Siguió protegiéndome.
Se negó a sentarse incluso cuando se tambaleaba.
Yo: Magullada.
Agotada.
Cubierta de la cabeza a los pies de entrañas de araña y sangre invernal.
Los dedos temblando.
El Qi Espiritual parpadeando en mi pecho como una vela rota.
Emocionalmente inestable.
Impulsada únicamente por cafeína, furia, trauma y rencor.
Pero viva.
De pie.
Respirando.
Aún dispuesta a luchar.
¿Y la parte más extraña?
Todos y cada uno de ellos, heridos, temblando y cubiertos de sangre, me miraron.
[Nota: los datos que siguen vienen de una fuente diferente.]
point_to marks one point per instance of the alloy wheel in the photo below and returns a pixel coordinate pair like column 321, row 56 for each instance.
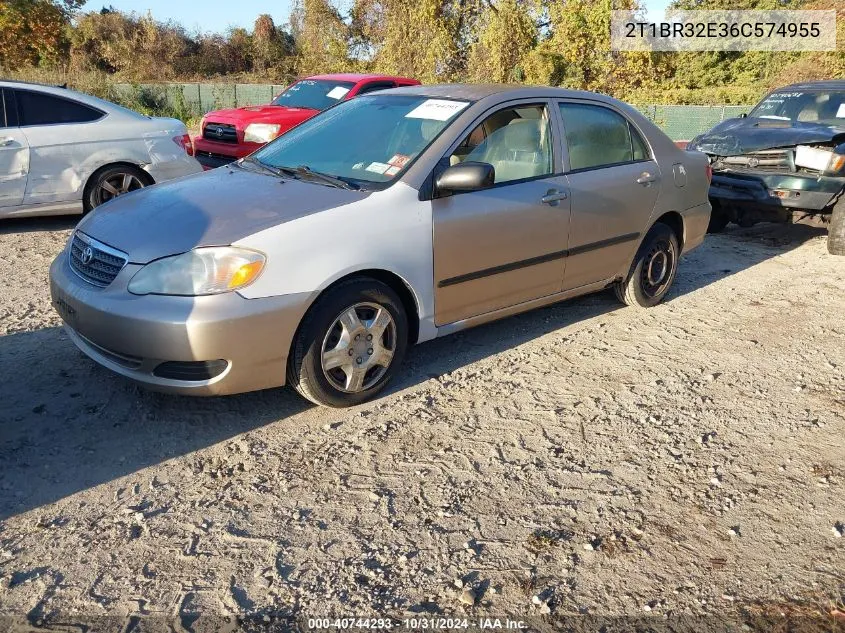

No como si fuera un bulto.
No como si fuera una carga.
No como si fuera la chica gorda con cero maná, cero entrenamiento y demasiada impertinencia.
Me miraron como si yo fuera la razón por la que vivían.
Como si fuera alguien importante.
Como si fuera algo poderoso.
Y eso… eso casi me rompió.
Casi me hizo llorar en medio de la nieve empapada de sangre.
Porque ¿esta mazmorra?
Aún no había terminado.
Ni de lejos.
Y yo tampoco.
¿Quería una guerra?
Pues había elegido a la chica equivocada para cabrear.
*****
PUNTO DE VISTA DE SIR ALEX —
Cinco días.
Cinco largos, gélidos, infestados de monstruos, erosionadores de cordura y destructores de dignidad dentro de esta mazmorra maldita, olvidada por los Dioses y que odia la existencia.
Si el infierno tuviera una temporada de invierno, sería esta.
Soportamos tormentas de nieve que nos abofeteaban la cara como si les debiéramos la vida.
Soportamos más arañas, aunque más pequeñas, que chillaban como si estuvieran presentando quejas morales contra nosotros.
Soportamos los comentarios diarios de Chubby, que de algún modo eran peores que las arañas.
Soportamos a Coffi, que encontraba nuevas cosas por las que gritar cada hora.
Cazamos arañas.
Comimos más patas de araña.
Cazamos bestias.
Cazamos cosas tan extrañas que sigo convencido de que una de ellas fue solo una alucinación hecha de pura congelación y trauma.
¿Y la mazmorra?
La mazmorra no nos dio nada a cambio.